WingTask has an obvious goal of making Taskwarrior tasks available on mobile and tablet devices. Another goal of WingTask is to provide a UI that is complementary to Taskwarrior the CLI. This means a few things, first is that WingTask will never to try to be a feature for feature mirror of what Taskwarrior does. Taskwarrior and the CLI will always be the best, fastewst and most powerful way to do things. Second, attention will be placed towards building UI features that take advantage of things that GUIs are better at than CLIs.

Things that might be better in WingTask than Taskwarrior

  1. WingTask as a gateway to Taskwarrior. In the early stages of adoption it might be easier for new users to use a GUI like WingTask and then graduate to Taskwarrior as they become more advanced. WingTask should strive to be consistent with Taskwarrior so that a user who first uses WingTask does not experience any cognitive breaks when using Taskwarrior. Another idea is an interface allowing for the creation of complex filters through inputs and then a source button that when clicked shows the equivalent taskwarrior command with a click to copy. The presumption is that a user will eventually make use of both of WingTask and Taskwarrior.

  2. Browsing Workflows.
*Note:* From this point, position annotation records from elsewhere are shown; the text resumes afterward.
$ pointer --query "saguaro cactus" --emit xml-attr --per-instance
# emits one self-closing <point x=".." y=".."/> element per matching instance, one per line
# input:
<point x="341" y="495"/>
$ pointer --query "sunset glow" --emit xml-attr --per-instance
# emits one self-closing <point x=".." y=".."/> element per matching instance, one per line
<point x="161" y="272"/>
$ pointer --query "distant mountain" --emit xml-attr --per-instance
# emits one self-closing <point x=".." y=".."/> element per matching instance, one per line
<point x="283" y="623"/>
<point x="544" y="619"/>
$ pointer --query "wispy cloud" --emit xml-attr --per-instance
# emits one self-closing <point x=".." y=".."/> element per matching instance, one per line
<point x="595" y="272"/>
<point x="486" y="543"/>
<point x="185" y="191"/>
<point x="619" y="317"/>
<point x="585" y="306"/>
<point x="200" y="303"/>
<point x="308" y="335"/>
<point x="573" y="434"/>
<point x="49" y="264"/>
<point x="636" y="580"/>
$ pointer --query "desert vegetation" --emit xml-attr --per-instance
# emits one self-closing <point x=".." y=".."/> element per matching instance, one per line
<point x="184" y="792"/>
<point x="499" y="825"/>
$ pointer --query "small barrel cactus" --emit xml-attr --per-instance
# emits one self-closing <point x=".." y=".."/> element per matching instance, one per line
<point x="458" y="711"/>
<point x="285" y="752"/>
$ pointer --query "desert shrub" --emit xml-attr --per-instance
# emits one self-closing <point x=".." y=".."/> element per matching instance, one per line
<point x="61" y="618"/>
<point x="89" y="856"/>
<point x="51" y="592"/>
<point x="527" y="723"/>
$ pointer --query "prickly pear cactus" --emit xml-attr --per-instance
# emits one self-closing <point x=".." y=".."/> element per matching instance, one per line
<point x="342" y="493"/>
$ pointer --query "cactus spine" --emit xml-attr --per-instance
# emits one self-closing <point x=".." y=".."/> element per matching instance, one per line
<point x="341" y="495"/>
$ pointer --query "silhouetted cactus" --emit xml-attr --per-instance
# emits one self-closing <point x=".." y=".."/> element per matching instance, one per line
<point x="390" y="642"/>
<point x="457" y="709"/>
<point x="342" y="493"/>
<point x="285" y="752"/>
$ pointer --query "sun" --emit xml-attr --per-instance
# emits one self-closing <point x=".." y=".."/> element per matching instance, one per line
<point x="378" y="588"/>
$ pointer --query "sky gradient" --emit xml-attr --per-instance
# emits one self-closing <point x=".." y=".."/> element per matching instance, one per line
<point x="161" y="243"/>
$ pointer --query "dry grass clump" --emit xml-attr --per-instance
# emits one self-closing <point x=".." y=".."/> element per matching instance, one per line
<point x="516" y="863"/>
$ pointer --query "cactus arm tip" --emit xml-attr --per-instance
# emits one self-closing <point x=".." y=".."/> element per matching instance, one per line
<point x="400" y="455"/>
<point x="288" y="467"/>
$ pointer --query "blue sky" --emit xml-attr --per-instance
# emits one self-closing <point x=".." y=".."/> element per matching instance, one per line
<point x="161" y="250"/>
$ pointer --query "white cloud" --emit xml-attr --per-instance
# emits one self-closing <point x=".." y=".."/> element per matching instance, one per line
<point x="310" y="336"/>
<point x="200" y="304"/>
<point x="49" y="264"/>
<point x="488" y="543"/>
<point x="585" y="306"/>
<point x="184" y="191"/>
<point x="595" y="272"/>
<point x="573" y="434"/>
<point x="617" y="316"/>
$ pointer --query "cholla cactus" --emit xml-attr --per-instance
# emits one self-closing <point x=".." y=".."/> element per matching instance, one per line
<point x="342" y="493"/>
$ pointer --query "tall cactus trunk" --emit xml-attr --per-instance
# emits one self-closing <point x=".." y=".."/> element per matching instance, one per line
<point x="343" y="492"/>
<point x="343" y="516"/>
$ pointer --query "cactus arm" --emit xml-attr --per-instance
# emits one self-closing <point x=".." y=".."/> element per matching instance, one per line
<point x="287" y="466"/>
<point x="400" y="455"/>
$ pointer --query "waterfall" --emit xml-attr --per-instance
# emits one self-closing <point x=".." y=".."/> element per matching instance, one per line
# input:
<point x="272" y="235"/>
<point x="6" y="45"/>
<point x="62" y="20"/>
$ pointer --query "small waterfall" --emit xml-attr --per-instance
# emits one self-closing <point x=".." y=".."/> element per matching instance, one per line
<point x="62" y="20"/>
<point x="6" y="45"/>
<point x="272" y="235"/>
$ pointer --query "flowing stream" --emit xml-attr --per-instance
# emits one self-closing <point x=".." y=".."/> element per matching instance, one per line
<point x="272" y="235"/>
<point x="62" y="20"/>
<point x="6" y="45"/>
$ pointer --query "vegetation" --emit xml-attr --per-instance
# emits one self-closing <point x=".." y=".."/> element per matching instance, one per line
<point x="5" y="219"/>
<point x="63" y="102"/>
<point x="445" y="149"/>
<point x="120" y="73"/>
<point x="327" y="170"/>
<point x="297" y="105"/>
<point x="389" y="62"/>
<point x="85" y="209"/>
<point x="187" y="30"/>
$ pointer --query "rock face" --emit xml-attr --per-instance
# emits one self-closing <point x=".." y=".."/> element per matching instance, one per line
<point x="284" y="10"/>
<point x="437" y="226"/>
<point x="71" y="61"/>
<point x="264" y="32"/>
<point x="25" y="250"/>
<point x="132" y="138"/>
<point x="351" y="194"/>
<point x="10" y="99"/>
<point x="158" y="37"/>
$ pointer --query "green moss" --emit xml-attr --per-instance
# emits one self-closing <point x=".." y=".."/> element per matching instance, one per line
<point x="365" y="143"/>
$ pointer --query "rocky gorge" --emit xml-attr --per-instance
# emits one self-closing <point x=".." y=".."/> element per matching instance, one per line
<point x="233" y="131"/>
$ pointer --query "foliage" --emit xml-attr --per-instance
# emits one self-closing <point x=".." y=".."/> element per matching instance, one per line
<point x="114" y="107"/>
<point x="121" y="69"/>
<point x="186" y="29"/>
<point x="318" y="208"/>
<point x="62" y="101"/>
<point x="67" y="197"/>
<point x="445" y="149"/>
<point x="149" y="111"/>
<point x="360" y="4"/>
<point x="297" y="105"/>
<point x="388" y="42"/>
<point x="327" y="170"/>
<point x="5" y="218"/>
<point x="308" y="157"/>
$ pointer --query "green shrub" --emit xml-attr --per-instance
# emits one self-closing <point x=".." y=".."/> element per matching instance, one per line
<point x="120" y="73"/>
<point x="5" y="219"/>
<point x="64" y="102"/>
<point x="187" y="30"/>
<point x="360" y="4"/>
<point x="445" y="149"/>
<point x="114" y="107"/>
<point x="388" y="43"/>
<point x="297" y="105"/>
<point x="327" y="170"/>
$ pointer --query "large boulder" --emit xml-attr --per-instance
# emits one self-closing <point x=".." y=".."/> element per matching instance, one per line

Browsing projects and tags, then browsing the tasks for a particalur project and tag is something that is an advantage of the GUI. Dragging and dropping of tasks between projects and tags is something that also favors the GUI and is something I’m keen to build.

  3. Important one-time or infrequent workflows Taskwarrior has a companion Task shell that allows you to review your tasks. I think swiping through the tasks to be reviewed then clicking on a button for actions to take on a task during the review might be something that is nicer with a GUI.

  4. Workflows that involve making sense of large amounts of tasks. Taskwarrior has graphs and of course the GUI can replicate those with better visuals but there might be other things like graphing the relationships between tasks, or showing a visual representation of when tasks are completed similar to how git shows when commits are completed, timelines, etc.

  5. Workflows that involve the rest of the web Taskwarrior allows various dates to be associated with a task but I would caution anyone against the idea that Taskwarrior could be a replacement for a calendar. Events and tasks are different animals and it might be interesting to be able to associate some tasks with an event in Google calendar or Apple ical and then jump between WingTask and the calendars via links. Perhaps also a user defined attribute could be added to Tasks for location and the location is a link to google maps. Github also makes a compelling option where commits can be regard as completed tasks.